I do understand your feelings of guilt I really do. But not only did you give Mitzie a home when she was 13, a decision that few would make knowing an ageing cat comes with health issues, but at the end you eased her suffering. Our dog left 10 weeks ago. I've churned guilt continuously. The circumstances are similar. He had pancreatitis a few years ago. It reared it's ugly head again in his last week. One day he was rolling in the sun, the next sick and in pain. We tried for a week, he also had epilepsy, a heart murmur and at 15 was slowing down. After a week and lots of tests we had to make the heartbreaking decision. To begin with I felt it was best. Then I started questioning should we have tried for a few more days. The reality is though that pancreatitis is so nasty, and was probably indicative of pancreatic cancer. A confirmation of that diagnosis would have meant he would have to endure horrible tests and for what. Just to know he might have had a few more weeks. Those weeks would have diminished his spirit, he wouldn't have been able to eat, the strain on his heart too much.

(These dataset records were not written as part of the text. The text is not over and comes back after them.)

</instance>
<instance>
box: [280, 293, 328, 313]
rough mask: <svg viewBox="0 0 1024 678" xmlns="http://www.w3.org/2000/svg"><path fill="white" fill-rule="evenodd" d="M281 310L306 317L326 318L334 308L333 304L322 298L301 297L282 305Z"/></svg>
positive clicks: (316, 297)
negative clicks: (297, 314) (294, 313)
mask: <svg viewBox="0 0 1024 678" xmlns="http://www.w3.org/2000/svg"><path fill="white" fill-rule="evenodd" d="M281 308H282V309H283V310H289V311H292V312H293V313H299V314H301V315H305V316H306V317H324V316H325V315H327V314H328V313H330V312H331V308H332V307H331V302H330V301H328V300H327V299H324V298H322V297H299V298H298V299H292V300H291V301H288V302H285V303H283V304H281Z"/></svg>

For Mitzie it seems very much the same. You got her there as soon as you could. You questioned everything. The heart results really are telling. I can't be sure but it feels to me if you had not made the decision and driven her back the trauma could have caused all sorts of problems. You ended her suffering in the kindest way and that takes courage knowing how it was going to feel. At least you weren't selfish and it is so easy to be like that when we are terrified of the loss.
You did the right thing.
I'm sorry you have to deal with this.